Using instance data, an XML file of the DG can be produced. Figure 3 shows the XML file of the entry DG Allergies and Adverse Reactions with actual data (allergy substance-penicillin, allergy symptom-hives).
3. Semantics of the Clinical Documents Structured by DGs
One or more data item in each clinical document can be mapped to corresponding data items in the DG and then replaced with that DG. For example, the data item provider's hospital name and provider's department name were replaced with Healthcare Providers (EHR.HRD.04). Type of laboratory test, name of laboratory test, value of laboratory test and measurement unit were replaced with the section DG Laboratory Test (EHR.SEC.06). Finally 8 clinical documents were all structured by a number of DGs (Table 2), based on which standardized structures and semantics of the documents for semantic interoperability were produced in the HL7 XML format. For example, Figure 4 shows the detailed structure and semantics of outpatient medical record summary document structured by 3 header DGs and 12 section DGs in XML Schema.
IV. Discussion
1. Localization of the HL7 Standards in Our Research
The methodology of building shareable clinical documents using the HL7 CDA is a recognized solution [21,22], yet we do not use it completely because the attributes of the data elements and codes of the value sets in the HL7 do not completely suit our needs. Therefore, we customized the HL7 CDA in two ways in our research. According to our business needs and on the condition that the architecture of the HL7 CDA remains unchanged, one way to customize the HL7 CDA was to adjust the attributes (e.g., cardinality, data type) of data items in the DGs, and the other method was to redefine codes of parts of value sets. Therefore, a contribution of our research is to promote the use of the HL7 standards in China.
2. Characteristics of DG-based Clinical Documents
Based on DGs, clinical documents have certain characteristics. First, clinical documents constructed by DGs will be structured, enabling embedded information to be more complete and accurate [23,24]. Second, more than just these eight clinical documents can be built by flexibly reusing the DGs. The architecture of the DGs can stay stable merely by adding codes to value sets and adjusting the data items' attributes in the DGs when more documents need to be built. Third, DGs and data items that are irrelevant to clinical documents will be excluded by defining their attributes of optionality and cardinality, which can keep clinical documents clear and concise.

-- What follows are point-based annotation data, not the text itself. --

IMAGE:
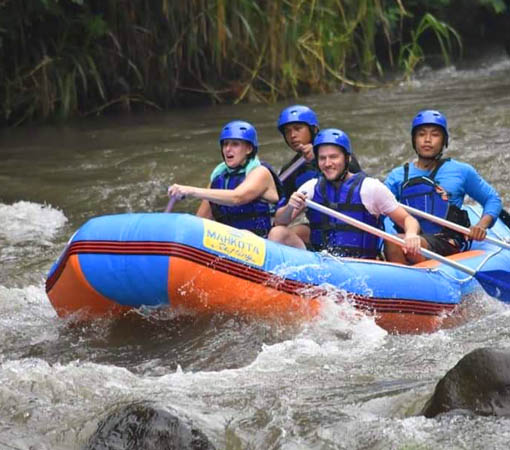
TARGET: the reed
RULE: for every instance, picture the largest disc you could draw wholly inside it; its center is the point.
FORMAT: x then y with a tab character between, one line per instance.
80	57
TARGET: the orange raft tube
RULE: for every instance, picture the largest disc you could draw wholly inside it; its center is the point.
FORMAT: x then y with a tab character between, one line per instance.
117	263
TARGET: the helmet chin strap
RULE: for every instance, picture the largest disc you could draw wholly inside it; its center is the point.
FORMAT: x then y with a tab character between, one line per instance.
343	174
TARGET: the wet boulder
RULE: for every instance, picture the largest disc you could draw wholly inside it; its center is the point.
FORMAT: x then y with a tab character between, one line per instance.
479	383
142	426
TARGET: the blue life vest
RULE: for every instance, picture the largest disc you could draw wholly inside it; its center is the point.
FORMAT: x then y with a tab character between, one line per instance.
336	236
255	216
425	194
301	175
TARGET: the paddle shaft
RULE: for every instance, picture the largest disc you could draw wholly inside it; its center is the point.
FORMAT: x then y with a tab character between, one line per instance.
386	236
451	225
295	165
170	204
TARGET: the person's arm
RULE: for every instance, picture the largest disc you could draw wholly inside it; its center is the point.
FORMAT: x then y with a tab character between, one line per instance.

3. Differences between DGs and the Components of CCD, PCC and HITSP
Almost all the sections of the CCD, the PCC and the HITSP can be matched to corresponding section DGs except for two: the section describing medical care expenses and the section representing hospital management information. The CCD, the PCC and the HITSP use Payers section to specify organizations or individuals who may pay for a patient's healthcare, while we use Medical Expense section to describe actual expenditures that have been paid. We use Administrative Use section to describe the information used for hospital management (e.g., cure rate, death rate), whereas this section is absent in the sections of the CCD, the PCC, and the HITSP. Furthermore, entries also differ as a result of the differing sections. In conclusion, these differences come from business variations among different cultural and language backgrounds.
Acknowledgements
This work was supported by the Research Grant (Grant No. 81102202; 81171427) from National Natural Science Foundation of China, by the Research Grant (Grant No. 2009JM4028) from Science Foundation of Shaanxi Province, and by the National Science and Technology Infrastructure Program from the Ministry of Science and Technology of China (Grant No. 2008BAI52B01).
Notes
No potential conflict of interest relevant to this article was reported.